The Honorable Russ Feingold

United States Senator
Wisconsin
September 28, 2010


Senate Judiciary Committee
Hearing on "Restoring Key Tools to Combat Fraud and Corruption After the Supreme Court's Skilling Decision"
Tuesday, September 28, 2010

Statement of U.S. Senator Russell D. Feingold


Tackling corruption by public officials and large corporations remains one of Congress's most important and most difficult tasks. Bribery, embezzlement, and kickbacks are all illegal and relatively easy to identify, but there are many other types of corruption that we all know are wrong that are more elusive. I am talking about deals where it is clear that government officials are using their power and influence to benefit themselves, or a spouse or a business partner, but there is no money that changes hands. This type of undisclosed self-dealing, particularly when it is done by public officials, undermines people's faith in their government and destroys the integrity of our democracy. When corporate executives engage in this sort of deceptive behavior, it can have a destabilizing effect on the market, which can ultimately lead to financial ruin for the employees and shareholders who are dependent on companies like Enron, Tyco, or Worldcom for their livelihoods and their retirement funds.

Congress has been struggling to get this area of the law right for decades, and in 1988 it created a new category of fraud called honest services fraud. This past June, the Supreme Court struck a devastating blow to this area of the law when it handed down a decision that involved the former CEO of Enron, Jeffrey Skilling. Skilling was accused of participating in a scheme to deceive investors about Enron's financial position, but the Court said the law was not specific enough for Skilling to have notice that this was criminal conduct. The Court said that honest services fraud can only apply to bribes and kickbacks, not self-dealing.

As a result of this case, it is now no longer enough to show that a mayor accepted lavish gifts, tickets to sporting events, and expensive meals from someone bidding on a development contract with the city.

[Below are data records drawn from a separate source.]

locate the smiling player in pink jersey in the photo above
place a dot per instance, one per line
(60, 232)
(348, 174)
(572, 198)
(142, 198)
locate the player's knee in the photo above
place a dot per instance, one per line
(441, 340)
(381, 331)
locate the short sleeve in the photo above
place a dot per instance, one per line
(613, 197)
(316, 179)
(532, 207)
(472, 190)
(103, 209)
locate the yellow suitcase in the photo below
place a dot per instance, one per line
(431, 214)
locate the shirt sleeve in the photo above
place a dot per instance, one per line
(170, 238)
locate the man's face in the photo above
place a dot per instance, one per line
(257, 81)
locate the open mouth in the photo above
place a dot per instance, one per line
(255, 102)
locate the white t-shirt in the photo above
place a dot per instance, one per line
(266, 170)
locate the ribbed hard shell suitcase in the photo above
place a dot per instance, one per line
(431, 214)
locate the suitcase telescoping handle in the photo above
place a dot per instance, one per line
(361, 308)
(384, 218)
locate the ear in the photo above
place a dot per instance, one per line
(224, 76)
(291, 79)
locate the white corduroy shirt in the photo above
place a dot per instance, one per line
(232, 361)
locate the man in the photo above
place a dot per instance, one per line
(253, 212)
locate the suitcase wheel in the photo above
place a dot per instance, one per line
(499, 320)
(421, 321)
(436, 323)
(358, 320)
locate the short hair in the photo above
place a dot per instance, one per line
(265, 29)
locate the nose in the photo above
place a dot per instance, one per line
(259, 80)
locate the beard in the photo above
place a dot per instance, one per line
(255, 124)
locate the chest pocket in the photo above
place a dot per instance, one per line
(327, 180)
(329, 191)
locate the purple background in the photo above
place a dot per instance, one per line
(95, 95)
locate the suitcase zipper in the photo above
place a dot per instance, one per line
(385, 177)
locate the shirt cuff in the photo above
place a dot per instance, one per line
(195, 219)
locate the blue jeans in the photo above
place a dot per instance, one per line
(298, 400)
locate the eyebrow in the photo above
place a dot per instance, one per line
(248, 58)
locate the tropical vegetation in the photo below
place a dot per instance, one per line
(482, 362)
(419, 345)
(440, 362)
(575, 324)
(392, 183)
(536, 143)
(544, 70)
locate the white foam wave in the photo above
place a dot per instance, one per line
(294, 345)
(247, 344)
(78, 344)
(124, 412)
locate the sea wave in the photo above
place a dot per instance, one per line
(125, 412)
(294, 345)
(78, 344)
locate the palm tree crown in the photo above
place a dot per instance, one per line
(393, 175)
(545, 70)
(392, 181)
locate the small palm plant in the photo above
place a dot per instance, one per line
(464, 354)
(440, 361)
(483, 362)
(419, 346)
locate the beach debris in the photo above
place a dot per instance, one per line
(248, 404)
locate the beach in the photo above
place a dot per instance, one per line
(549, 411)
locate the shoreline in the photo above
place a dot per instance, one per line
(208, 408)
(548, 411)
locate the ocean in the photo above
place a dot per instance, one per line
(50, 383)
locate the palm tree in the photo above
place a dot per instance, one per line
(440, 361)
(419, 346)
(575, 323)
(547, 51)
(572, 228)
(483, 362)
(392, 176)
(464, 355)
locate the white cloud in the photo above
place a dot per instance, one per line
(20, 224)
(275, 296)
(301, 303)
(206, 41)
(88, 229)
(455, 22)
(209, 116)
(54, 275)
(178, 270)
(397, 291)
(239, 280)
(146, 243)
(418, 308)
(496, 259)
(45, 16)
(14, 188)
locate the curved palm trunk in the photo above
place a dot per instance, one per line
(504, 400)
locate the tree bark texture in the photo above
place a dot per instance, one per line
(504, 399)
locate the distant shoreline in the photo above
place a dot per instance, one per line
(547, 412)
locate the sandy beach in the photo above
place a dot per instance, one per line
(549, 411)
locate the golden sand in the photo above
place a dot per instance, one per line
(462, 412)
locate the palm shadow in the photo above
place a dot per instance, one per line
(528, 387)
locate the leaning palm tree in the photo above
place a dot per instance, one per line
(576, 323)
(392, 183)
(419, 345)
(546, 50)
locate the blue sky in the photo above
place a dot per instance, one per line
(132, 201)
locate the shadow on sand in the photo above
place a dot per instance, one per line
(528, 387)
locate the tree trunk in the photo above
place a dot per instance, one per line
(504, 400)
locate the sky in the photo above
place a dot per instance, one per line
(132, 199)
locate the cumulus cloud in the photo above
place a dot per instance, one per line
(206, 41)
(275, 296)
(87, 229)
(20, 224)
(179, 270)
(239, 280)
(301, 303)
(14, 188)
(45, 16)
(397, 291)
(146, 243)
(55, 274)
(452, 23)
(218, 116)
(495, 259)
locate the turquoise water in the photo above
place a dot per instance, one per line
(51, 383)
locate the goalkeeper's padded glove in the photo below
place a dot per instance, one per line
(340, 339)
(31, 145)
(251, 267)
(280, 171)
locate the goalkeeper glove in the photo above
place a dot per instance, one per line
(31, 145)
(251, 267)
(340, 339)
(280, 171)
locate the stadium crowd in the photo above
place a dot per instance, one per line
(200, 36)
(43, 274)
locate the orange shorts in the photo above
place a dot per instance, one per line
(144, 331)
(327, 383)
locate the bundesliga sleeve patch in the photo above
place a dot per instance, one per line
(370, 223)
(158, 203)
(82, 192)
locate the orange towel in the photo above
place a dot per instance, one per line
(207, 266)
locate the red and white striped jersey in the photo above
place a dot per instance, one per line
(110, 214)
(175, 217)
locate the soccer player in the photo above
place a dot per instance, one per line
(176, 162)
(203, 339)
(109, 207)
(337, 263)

A prosecutor now must show a direct quid pro quo relationship between these meals and gifts and a decision to award a contract to that individual in order to prove bribery. This is often a very difficult element to prove, and as expected, this decision has had a chilling effect on the number of corruption prosecutions that have been filed in the last year. Over the last several months, we have also seen a wave of challenges to existing convictions and requests for reconsideration of sentences. We need to act quickly to close the large loophole that the Court created. This type of fraudulent behavior should not go unpunished merely because it is more devious, more sophisticated, or more complex than a simple bribe or kickback.

I have been working closely with Chairman Leahy and other members of the Committee on this issue, and I am pleased that we seem to be getting closer to reaching an agreement on an appropriate fix that addresses the concerns raised by the Court. I look forward to continuing this collaboration in the coming months so that we can restore the Department of Justice's ability to prosecute this type of fraudulent conduct.